Many Kentuckians have been waiting all year to see the brilliant, diverse colors fall brings to the Commonwealth’s landscapes. Doug McLaren, University of Kentucky forestry specialist, said the peak viewing time will be around the second and third weeks of October.

Since Kentucky has such a diverse climate and soil composition, many tree species common to both northern and southern states grow here. This provides a variety of fall colors for people to enjoy as they walk or drive through state and local parks and national forests. Kentucky nature sanctuaries and arboretums also have many tree species that put on a brilliant fall color show.

“Maple, dogwood, black gum, oak and sassafras trees produce various shades of red color,” McLaren said. “Trees that provide a range of orange and yellow colors include yellow-poplar, birch, hickory, beech and white oak.”

McLaren said that since black gum and sumac trees shut down chlorophyll production early, they are the first to reveal fall color. Both change from green to red, leaf by leaf. No leaf seems to be all green or red at the same time, giving a spotty appearance throughout the trees.

What actually makes the leaves change color? McLaren said the fall colors have been in leaves all along, but they have just been masked by chlorophyll, a green pigment that combines with sunlight to produce food for tree growth.

“This rebirth of color is caused by fewer hours of daylight, not ‘Jack Frost’," he said. “A ‘chemical clock,’ activated by shorter days tells, trees to shut down chlorophyll production in preparation for winter.
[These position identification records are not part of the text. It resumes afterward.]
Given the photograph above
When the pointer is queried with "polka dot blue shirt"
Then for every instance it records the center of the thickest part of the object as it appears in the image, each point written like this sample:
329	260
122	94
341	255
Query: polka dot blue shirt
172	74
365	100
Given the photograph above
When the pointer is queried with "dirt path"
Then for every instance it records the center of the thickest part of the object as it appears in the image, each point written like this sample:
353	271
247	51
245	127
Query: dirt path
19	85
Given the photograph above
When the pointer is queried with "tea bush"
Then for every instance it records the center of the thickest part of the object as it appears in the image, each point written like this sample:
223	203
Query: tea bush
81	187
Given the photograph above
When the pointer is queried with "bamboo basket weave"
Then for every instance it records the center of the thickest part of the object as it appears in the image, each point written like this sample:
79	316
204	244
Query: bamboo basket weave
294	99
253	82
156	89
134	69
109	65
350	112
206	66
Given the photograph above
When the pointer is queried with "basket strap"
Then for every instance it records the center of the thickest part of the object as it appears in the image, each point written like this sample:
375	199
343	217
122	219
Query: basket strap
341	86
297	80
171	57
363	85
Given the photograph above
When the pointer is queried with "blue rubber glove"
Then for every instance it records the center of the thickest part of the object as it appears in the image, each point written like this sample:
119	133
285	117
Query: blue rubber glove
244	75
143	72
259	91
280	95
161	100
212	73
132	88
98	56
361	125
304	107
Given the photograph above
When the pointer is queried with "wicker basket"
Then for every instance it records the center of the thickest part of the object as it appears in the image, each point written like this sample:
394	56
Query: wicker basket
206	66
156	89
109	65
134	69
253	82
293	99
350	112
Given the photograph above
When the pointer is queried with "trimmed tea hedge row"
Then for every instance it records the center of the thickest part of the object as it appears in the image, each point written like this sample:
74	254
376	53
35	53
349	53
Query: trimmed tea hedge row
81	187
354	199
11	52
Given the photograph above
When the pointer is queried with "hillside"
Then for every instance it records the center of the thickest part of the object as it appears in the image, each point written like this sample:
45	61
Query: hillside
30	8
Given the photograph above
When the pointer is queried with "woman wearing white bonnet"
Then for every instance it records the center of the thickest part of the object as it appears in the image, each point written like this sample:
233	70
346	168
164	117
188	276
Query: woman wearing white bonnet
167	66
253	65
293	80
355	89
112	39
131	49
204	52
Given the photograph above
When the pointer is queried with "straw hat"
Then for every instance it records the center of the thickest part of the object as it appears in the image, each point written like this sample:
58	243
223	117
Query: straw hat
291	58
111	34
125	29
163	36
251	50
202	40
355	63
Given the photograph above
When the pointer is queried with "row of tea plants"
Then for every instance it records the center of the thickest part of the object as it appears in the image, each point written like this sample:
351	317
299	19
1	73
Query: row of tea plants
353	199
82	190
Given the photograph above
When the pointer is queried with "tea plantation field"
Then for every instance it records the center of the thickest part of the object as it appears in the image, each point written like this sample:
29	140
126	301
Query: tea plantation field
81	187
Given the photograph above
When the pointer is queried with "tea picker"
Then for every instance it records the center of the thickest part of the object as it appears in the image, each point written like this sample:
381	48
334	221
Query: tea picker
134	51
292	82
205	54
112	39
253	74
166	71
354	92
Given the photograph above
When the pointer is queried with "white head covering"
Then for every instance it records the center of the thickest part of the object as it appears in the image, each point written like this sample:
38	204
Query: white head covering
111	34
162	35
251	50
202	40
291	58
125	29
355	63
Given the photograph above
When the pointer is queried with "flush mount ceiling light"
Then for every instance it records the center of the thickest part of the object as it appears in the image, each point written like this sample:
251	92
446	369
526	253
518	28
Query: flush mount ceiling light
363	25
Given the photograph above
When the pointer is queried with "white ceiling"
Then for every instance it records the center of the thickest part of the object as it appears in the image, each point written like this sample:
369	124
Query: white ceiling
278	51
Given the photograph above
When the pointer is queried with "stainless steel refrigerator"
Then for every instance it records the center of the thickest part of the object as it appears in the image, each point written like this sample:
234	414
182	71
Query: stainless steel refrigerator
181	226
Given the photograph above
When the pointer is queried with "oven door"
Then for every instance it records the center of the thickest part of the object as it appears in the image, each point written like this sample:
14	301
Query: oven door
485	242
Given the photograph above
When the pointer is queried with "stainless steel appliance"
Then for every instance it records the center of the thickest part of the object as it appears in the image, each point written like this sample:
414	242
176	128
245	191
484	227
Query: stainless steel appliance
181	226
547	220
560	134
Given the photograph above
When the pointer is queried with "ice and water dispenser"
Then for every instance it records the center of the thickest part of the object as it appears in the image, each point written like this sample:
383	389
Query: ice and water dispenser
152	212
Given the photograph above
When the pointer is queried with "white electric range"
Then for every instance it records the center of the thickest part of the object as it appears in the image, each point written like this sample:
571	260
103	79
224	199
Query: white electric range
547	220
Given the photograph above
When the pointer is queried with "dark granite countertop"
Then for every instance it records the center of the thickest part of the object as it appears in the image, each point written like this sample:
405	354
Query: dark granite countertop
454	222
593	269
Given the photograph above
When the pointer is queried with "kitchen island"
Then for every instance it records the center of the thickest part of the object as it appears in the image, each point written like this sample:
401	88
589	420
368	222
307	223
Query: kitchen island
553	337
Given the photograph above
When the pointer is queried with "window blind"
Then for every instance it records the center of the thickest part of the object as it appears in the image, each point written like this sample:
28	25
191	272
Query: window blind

So trees use chlorophyll faster than it's produced. This removes the green mask and the brilliant fall color show begins.”

When the tree's leaves completely shut down chlorophyll production, a layer at the base of the leaf, called the abscission layer, forms. In time the leaf will fall off the tree branch at this point, leaving only the bud with next year’s leaves and flowers to wait for Spring’s signal to bloom and grow.